Hi Jano,

 

That's just not how it works. SQL Server has deferred name resolution. For
tables that exist, it tries to check for cannot check those that it doesn't
know about. For example, try the following:

 

USE tempdb;

GO

 

CREATE PROC dbo.AccessNoSuchTable

AS

  SELECT NoSuchColumn FROM NoSuchTable;

GO

 

EXEC dbo.AccessNoSuchTable;

 

Another concept is that creating (or cataloguing) a procedure doesn't
compile it. That happens at execution time.

 

Regards,

 

Greg

 

Dr Greg Low

 

1300SQLSQL (1300 775 775) office | +61 419201410 mobile│ +61 3 8676 4913 fax


SQL Down Under | Web:  <http://www.sqldownunder.com/> www.sqldownunder.com

 

From: ozdotnet-boun...@ozdotnet.com [mailto:ozdotnet-boun...@ozdotnet.com]
On Behalf Of Jano Petras
Sent: Sunday, 19 August 2012 12:48 AM
To: ozdotnet@ozdotnet.com
Subject: SQL Server feature or a bug?

 

Hi folks,

I have encountered a weird behaviour of SQL Server 2008 R2 yesterday, so
wanted to share this experience with the list. 
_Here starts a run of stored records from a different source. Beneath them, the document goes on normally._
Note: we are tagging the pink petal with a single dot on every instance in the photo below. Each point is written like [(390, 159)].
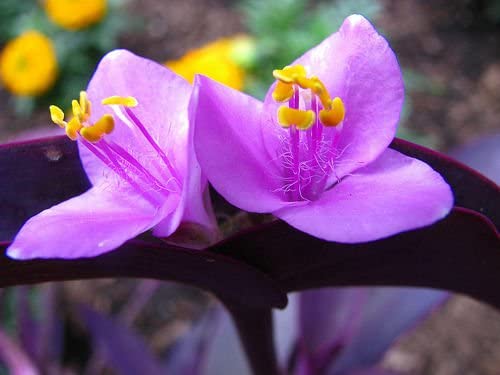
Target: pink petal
[(357, 64), (163, 101), (393, 194), (90, 224), (230, 148), (195, 206)]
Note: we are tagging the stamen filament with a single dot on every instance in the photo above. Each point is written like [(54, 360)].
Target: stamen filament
[(116, 167), (122, 153), (152, 142)]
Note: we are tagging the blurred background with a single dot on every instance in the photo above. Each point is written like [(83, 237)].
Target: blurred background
[(450, 55)]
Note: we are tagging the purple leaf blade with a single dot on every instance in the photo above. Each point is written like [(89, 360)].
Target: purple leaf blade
[(384, 316), (465, 244), (229, 279), (36, 175), (471, 189), (15, 359)]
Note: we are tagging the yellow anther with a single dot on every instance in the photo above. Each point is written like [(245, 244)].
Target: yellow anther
[(301, 119), (84, 103), (320, 90), (94, 133), (75, 107), (282, 92), (57, 116), (289, 74), (73, 127), (126, 101), (334, 115)]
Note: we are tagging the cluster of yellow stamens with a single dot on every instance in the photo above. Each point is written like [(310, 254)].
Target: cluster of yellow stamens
[(79, 123), (331, 114)]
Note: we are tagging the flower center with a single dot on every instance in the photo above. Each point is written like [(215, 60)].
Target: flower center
[(154, 179), (312, 119)]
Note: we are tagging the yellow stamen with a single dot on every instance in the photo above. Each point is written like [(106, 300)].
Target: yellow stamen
[(76, 109), (94, 133), (73, 127), (320, 90), (334, 115), (282, 92), (301, 119), (57, 116), (84, 103), (289, 74), (126, 101)]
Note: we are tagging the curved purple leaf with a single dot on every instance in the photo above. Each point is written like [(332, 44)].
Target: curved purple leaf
[(385, 314), (28, 171), (254, 267), (230, 280), (122, 349), (470, 189), (482, 154), (36, 175), (372, 371)]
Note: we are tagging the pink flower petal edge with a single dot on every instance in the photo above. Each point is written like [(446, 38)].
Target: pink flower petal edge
[(337, 183), (144, 173)]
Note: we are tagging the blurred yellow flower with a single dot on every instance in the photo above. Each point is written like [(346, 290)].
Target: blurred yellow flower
[(28, 64), (75, 14), (216, 60)]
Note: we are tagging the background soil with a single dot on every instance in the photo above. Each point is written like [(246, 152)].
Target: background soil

If a #temp table is used in a SQL select statement within a stored
procedure, SQL server does not validate the fields at all. 

An example:

create procedure test_dummyfield
as
begin

    select
        non_existing_field1
    from
        FX_ORDER ord
        inner join #temp t
        on t.non_existing_field2 = ord.non_existing_field3
        inner join FX_ORDER_LINE ordline
        on ord.non_existing_field4 = ordline.non_existing_field5
    where
        ord.non_existing_field6 = 120
end


This stored procedure will compile nicely, but will obviously crash on
execution. If temp table is removed, the SP cannot be created as it raises
errors about non-existing fields. 

As much as I try to think of an obvious reason (apart from bug in SQL
server), I cannot see why it would not validate other tables (I do
understand that #temp cannot be always validated). 


So, just be wary that this happens. I have relied upon validation when
drop/create of a procedure happened to make sure there are no issues with
fields / tables used, and this proved to be a bit of an issue obviously.